Nel 1528 Clemente VII confermava la bolla delle indulgenze del 1516 e poneva il convento sotto la protezione dei Capitani di Parte. Il granduca Ferdinando I nel 1582 raccomandava di averne cura e di accrescerle; nel 1612 Cosimo II visitò le cappelle. I restauri si susseguirono; nel 1688 una strada più larga congiunse le cappelle al paese; nel 1722 questo divenne un luogo di ritiro per preti che dovevano scontare qualche mancanza.
Forse il modo di usare anche questa Gerusalemme da parte della popolazione nelle feste era quello delle "cerche": visita dei luoghi, recita di preghiere e ricavo di indulgenze; ma un uso più intimo e continuo ne dovevano fare i frati quali attori/spettatori inseriti in questo teatro pietrificato della memoria. La scelta degli artisti di utilizzare urbanistica, architettura, pittura e terrecotte dipinte consentiva di avere il massimo grado di concretezza; il silenzio della natura il massimo grado di concentrazione (si ricordi l'uso che ne faceva un neo-eremita dei nostri giorni, Maurizio, che andava a dormire nel S. Sepolcro).

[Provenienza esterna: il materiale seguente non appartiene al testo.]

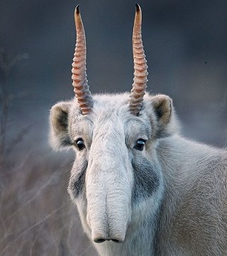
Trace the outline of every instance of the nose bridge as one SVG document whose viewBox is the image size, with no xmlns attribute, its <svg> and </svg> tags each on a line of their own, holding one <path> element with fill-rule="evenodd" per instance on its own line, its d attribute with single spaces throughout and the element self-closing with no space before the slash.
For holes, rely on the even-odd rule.
<svg viewBox="0 0 227 256">
<path fill-rule="evenodd" d="M 120 139 L 120 141 L 119 141 Z M 90 149 L 86 176 L 87 215 L 96 242 L 123 241 L 131 215 L 132 177 L 127 150 L 112 134 L 97 134 Z"/>
</svg>

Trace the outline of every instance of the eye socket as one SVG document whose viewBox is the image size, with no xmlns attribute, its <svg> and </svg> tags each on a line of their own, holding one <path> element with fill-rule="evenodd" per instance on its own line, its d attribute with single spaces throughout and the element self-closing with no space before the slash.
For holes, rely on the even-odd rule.
<svg viewBox="0 0 227 256">
<path fill-rule="evenodd" d="M 146 141 L 143 139 L 139 139 L 134 146 L 134 149 L 142 151 L 144 148 L 144 146 L 146 143 Z"/>
<path fill-rule="evenodd" d="M 85 147 L 84 142 L 82 138 L 77 139 L 76 140 L 76 144 L 79 150 L 82 150 Z"/>
</svg>

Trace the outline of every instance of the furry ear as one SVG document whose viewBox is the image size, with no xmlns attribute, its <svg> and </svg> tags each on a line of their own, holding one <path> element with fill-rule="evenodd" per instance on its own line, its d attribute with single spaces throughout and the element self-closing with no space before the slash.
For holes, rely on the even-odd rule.
<svg viewBox="0 0 227 256">
<path fill-rule="evenodd" d="M 158 95 L 152 97 L 152 105 L 157 118 L 157 137 L 162 137 L 174 133 L 175 131 L 174 110 L 172 100 L 169 96 Z"/>
<path fill-rule="evenodd" d="M 55 149 L 72 144 L 68 132 L 68 115 L 71 102 L 55 104 L 50 110 L 50 143 Z"/>
</svg>

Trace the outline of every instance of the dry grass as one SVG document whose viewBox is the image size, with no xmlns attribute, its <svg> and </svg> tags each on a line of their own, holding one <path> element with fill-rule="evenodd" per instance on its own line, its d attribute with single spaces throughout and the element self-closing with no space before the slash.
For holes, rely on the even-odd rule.
<svg viewBox="0 0 227 256">
<path fill-rule="evenodd" d="M 96 255 L 67 193 L 68 160 L 27 153 L 5 168 L 0 179 L 1 256 Z"/>
</svg>

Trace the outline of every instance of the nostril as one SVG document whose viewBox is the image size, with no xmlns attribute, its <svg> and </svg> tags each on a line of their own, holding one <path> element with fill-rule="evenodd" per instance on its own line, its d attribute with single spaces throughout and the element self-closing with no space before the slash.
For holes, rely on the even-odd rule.
<svg viewBox="0 0 227 256">
<path fill-rule="evenodd" d="M 120 241 L 118 239 L 111 239 L 111 240 L 114 242 L 122 242 L 122 241 Z"/>
<path fill-rule="evenodd" d="M 95 238 L 94 239 L 94 242 L 96 243 L 101 243 L 106 241 L 106 239 L 104 238 Z"/>
</svg>

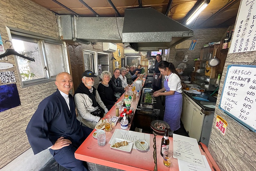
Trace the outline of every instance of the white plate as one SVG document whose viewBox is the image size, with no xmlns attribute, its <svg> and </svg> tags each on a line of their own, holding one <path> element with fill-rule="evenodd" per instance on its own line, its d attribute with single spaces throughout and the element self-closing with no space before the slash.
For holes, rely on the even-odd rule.
<svg viewBox="0 0 256 171">
<path fill-rule="evenodd" d="M 189 90 L 187 90 L 185 89 L 183 89 L 183 91 L 187 91 L 188 93 L 194 93 L 194 94 L 201 94 L 201 92 L 199 92 L 199 91 L 197 91 L 196 90 L 193 90 L 193 89 L 190 89 Z"/>
<path fill-rule="evenodd" d="M 126 141 L 128 143 L 129 143 L 128 144 L 128 145 L 126 146 L 124 146 L 123 147 L 120 147 L 119 148 L 117 148 L 116 147 L 113 147 L 112 146 L 115 144 L 115 143 L 116 143 L 118 142 L 121 142 L 122 141 Z M 132 144 L 133 144 L 133 142 L 131 142 L 130 143 L 130 141 L 127 141 L 127 140 L 124 140 L 123 139 L 120 139 L 120 138 L 116 138 L 116 139 L 114 140 L 113 141 L 112 144 L 111 144 L 111 145 L 110 145 L 110 147 L 112 148 L 114 148 L 115 149 L 116 149 L 117 150 L 122 150 L 122 151 L 124 151 L 125 152 L 130 152 L 131 150 L 132 150 Z"/>
<path fill-rule="evenodd" d="M 103 120 L 103 122 L 102 122 L 102 120 Z M 96 130 L 99 130 L 99 129 L 103 129 L 105 128 L 105 125 L 103 125 L 103 126 L 100 129 L 98 129 L 98 128 L 96 128 L 96 127 L 97 127 L 97 126 L 98 126 L 98 125 L 99 125 L 100 124 L 102 123 L 105 123 L 105 121 L 104 120 L 102 119 L 102 120 L 100 120 L 100 121 L 99 121 L 99 122 L 98 122 L 98 123 L 97 123 L 97 124 L 96 125 L 96 126 L 95 126 L 95 129 L 96 129 Z"/>
<path fill-rule="evenodd" d="M 97 130 L 97 131 L 95 131 L 93 132 L 93 134 L 92 134 L 92 136 L 95 138 L 97 138 L 97 134 L 99 132 L 105 132 L 105 131 L 103 131 L 103 130 L 101 130 L 100 129 L 99 130 Z"/>
<path fill-rule="evenodd" d="M 139 141 L 139 142 L 138 142 L 138 141 Z M 145 143 L 144 144 L 142 144 L 141 143 L 141 142 L 144 142 Z M 142 146 L 143 147 L 142 147 Z M 144 149 L 145 149 L 147 150 L 147 149 L 148 148 L 148 142 L 145 140 L 140 139 L 138 140 L 138 141 L 135 141 L 135 146 L 136 147 L 136 148 L 139 150 L 145 151 L 145 150 L 144 150 Z M 143 148 L 143 147 L 144 147 L 144 148 Z"/>
</svg>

Attualmente San Vivaldo è tornato ad essere al centro di un’attenzione e di un interesse rinnovati. Sono in corso da qualche tempi indagini storiche e documentarie, sono in progetto interventi di restauro. Un comitato di esperti di fama mondiale ha consentito la sua rivalutazione; nel 1993 è stato aperto il Museo didattico e l'attività di studio, finanziata dal Comune, continua nel Centro Internazionale di Studi; presso la Biblioteca c'è una sezione specializzata per la documentazione.